Article 10.2 : Conditions de dissolution

Le Conseil de la paix est dissous lorsque le président le juge nécessaire ou approprié, ou à la fin de chaque année civile impaire, à moins qu’il ne soit renouvelé par le président au plus tard le 21 novembre de cette année civile impaire. Le comité exécutif établit les règles et procédures relatives au règlement de tous les actifs, passifs et obligations lors de la dissolution.

CHAPITRE XI – ENTRÉE EN VIGUEUR

Article 11.1 : Entrée en vigueur et application provisoire

(a) La présente Charte entrera en vigueur dès que trois États auront exprimé leur consentement à être liés par elle.

(b) Les États tenus de ratifier, d’accepter ou d’approuver la présente Charte par le biais de procédures internes acceptent d’appliquer provisoirement les termes de la présente Charte, à moins que ces États n’aient informé le président, au moment de leur signature, qu’ils ne sont pas en mesure de le faire. Les États qui n’appliquent pas provisoirement la présente Charte peuvent participer en tant que membres sans droit de vote aux travaux du Conseil de la paix en attendant la ratification, l’acceptation ou l’approbation de la Charte conformément à leurs exigences juridiques internes, sous réserve de l’approbation du président.

Article 11.2 : Dépositaire

Le texte original de la présente Charte et tout amendement y afférent sont déposés auprès des États-Unis d’Amérique, qui sont désignés par les présentes comme dépositaires de la présente Charte.
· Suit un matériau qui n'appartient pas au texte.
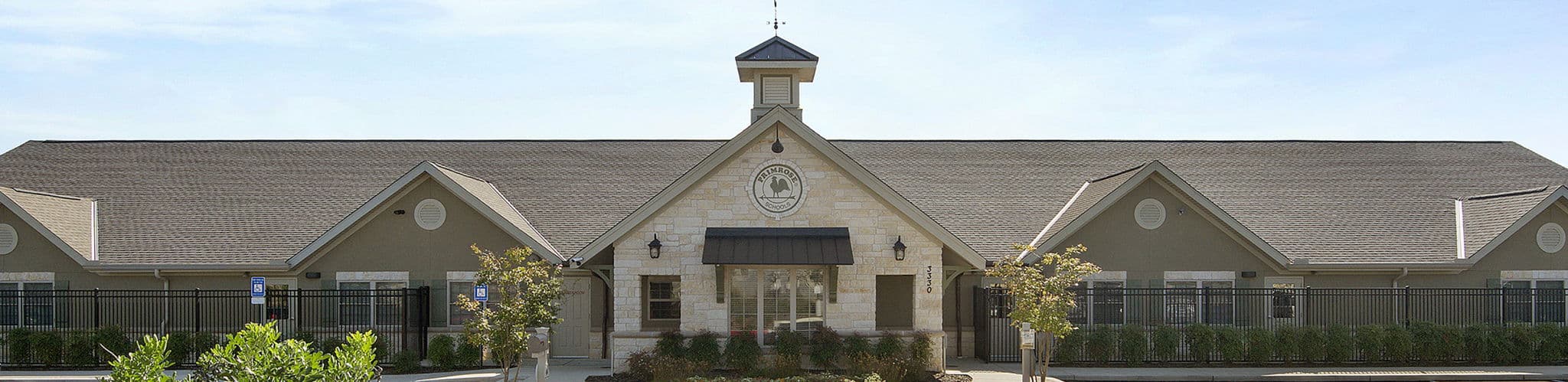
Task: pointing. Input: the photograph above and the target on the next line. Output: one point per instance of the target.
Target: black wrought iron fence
(71, 326)
(1302, 325)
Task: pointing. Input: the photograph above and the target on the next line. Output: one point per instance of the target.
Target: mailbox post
(540, 346)
(1026, 344)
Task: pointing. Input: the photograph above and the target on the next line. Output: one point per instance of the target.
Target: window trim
(794, 298)
(1200, 299)
(1534, 301)
(648, 298)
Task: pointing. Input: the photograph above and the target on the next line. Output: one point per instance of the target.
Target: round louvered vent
(1551, 237)
(430, 214)
(7, 238)
(1150, 214)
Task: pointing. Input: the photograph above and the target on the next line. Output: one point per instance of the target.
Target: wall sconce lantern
(899, 248)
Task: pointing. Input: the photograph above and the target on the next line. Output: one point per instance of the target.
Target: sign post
(540, 346)
(1026, 344)
(257, 290)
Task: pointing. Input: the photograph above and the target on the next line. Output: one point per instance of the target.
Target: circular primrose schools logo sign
(778, 188)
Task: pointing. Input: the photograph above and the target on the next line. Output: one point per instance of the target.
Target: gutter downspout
(165, 323)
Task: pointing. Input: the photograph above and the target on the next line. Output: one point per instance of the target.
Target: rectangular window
(1098, 302)
(769, 301)
(896, 302)
(662, 298)
(371, 302)
(455, 315)
(27, 304)
(1532, 301)
(1200, 301)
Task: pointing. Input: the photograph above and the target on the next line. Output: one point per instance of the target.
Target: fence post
(1307, 301)
(198, 310)
(96, 309)
(1407, 305)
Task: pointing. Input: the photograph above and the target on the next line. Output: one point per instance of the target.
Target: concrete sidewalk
(1008, 371)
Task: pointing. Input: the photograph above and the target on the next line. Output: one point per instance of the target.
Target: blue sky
(198, 70)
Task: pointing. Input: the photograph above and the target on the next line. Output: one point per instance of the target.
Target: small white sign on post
(257, 290)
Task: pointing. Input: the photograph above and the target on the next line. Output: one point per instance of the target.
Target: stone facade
(833, 199)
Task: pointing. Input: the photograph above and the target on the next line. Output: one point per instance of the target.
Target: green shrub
(1165, 343)
(19, 344)
(742, 351)
(921, 351)
(146, 364)
(1523, 341)
(1101, 344)
(788, 348)
(1259, 344)
(80, 350)
(1338, 343)
(1369, 341)
(827, 346)
(704, 350)
(1200, 341)
(181, 346)
(671, 343)
(1070, 348)
(47, 346)
(1288, 343)
(443, 351)
(112, 341)
(1231, 343)
(1312, 343)
(469, 354)
(1134, 344)
(1397, 344)
(659, 368)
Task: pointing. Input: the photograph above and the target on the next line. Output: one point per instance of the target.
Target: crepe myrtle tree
(1041, 290)
(524, 293)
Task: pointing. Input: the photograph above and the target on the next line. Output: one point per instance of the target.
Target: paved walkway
(1008, 371)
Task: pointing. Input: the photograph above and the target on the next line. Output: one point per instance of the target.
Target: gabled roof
(260, 202)
(779, 116)
(477, 193)
(1098, 194)
(776, 49)
(64, 220)
(1491, 218)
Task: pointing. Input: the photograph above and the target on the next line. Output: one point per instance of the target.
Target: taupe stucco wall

Le dépositaire fournit sans délai une copie certifiée conforme du texte original de la présente Charte et de tout amendement ou protocole additionnel y afférent à tous les signataires de la présente Charte.

CHAPITRE XII RÉSERVES

Article 12

Aucune réserve ne peut être formulée à l’égard de la présente Charte.

CHAPITRE XIII – DISPOSITIONS GÉNÉRALES

Article 13.1 : Langue officielle

La langue officielle du Conseil de la paix est l’anglais.

Article 13.2 : Siège

Le Conseil de la paix et ses entités subsidiaires peuvent, conformément à la Charte, établir un siège et des bureaux extérieurs. Le Conseil de la paix négociera un accord de siège et des accords régissant les bureaux extérieurs avec le ou les États hôtes, si nécessaire.

Article 13.3 : Sceau

Le Conseil de la paix aura un sceau officiel, qui sera approuvé par le président.

EN FOI DE QUOI, les soussignés, dûment autorisés, ont signé la présente Charte.